Yes. Mark, this is Richard. The trends that we're seeing on both the benefits and the workers compensation are right in line with what we forecasted for the year. On the workers comp, it's actually become a little bit better in the last two quarters, because you know we're under a policy year that starts in October and runs through September. So, when we look at this policy year to-date, our severity rate on claims is actually down over 20% better. So that trend has been really good. On the benefit side, we are seeing -- this quarter we saw little about a 2% trend in the medical side of our claims and it was a 6% increase or 6% trend on the pharmacy. Now that compares to last quarter where we had about a 1% medical trend on the medical side and a 19% on the pharmacy. So, second quarter is definitely an improvement over the first quarter, but when we look at the whole policy year on the benefit side we're right in line with exactly what we looked at early on. You know when you look on the revenue side of the business obviously because one of the big elements of our revenue is the amount that's built-in for the medical component of our service. And so, when people continue to migrate to the lower cost, higher deductible plans than we expected or forecast for the quarter or for the year obviously our revenues going to be lower.

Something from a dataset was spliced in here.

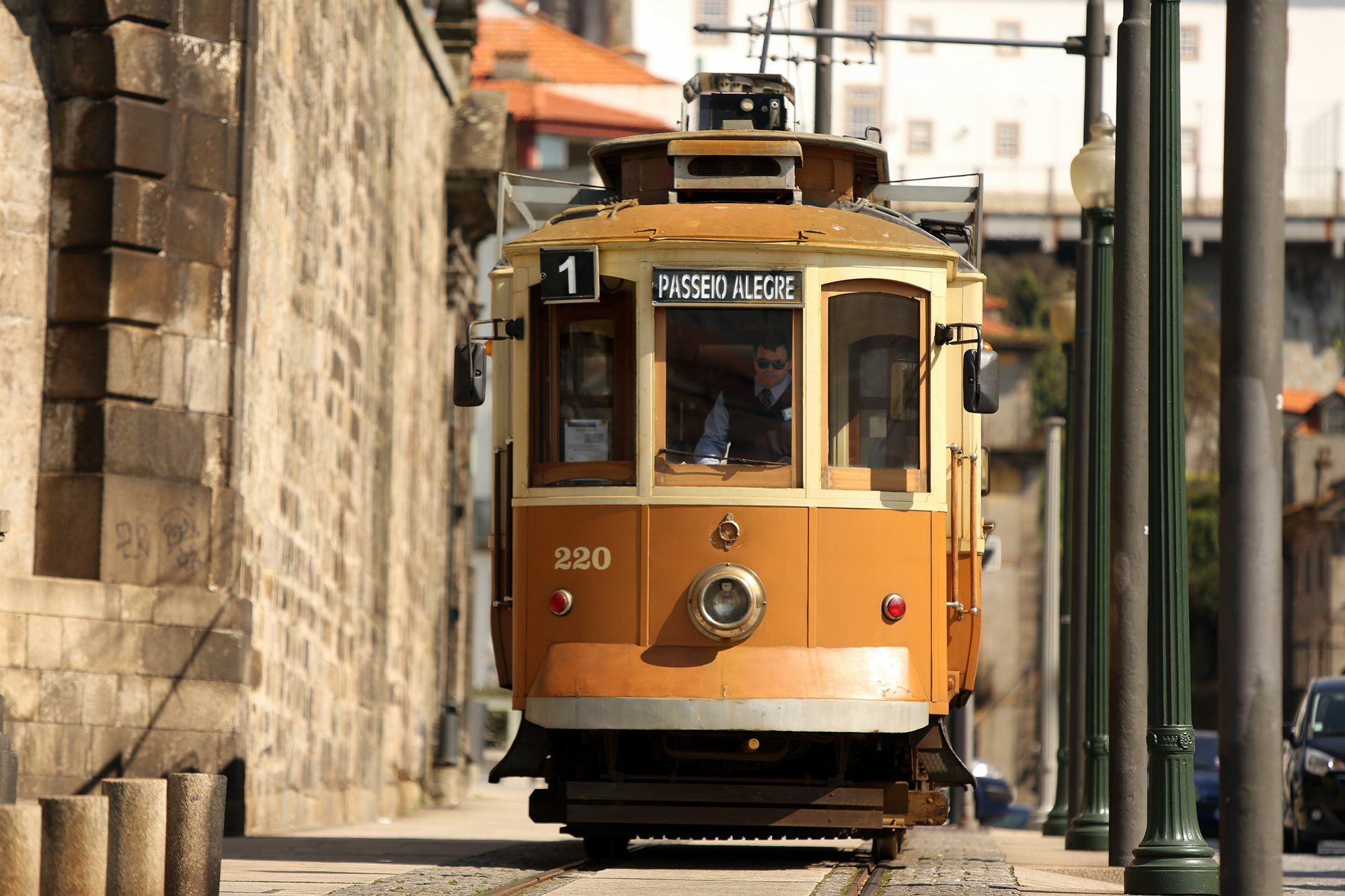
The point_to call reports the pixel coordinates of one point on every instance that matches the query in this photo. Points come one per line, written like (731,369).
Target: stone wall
(229,460)
(342,438)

But as you all know, it isn't about our revenue anyway, its about the gross profit and the contribution at the operating income line because every worksite employee is a unit of revenue and unit of risk, and so that's how we measure it.

Operator

Operator

Thank you. At this time, I'd like to turn the call back over to Mr. Sarvadi for closing remarks.

Paul Sarvadi

Analyst

I will -- once again thank you all for following the company. We look forward to continuing these type of results and get ready to launch our fall campaign for the year. And we'll be reporting on that next quarter. Thank you again for participating today.

Operator

Operator

Ladies and gentlemen, this does conclude today's Insperity's second quarter earnings conference call. You may now disconnect your lines.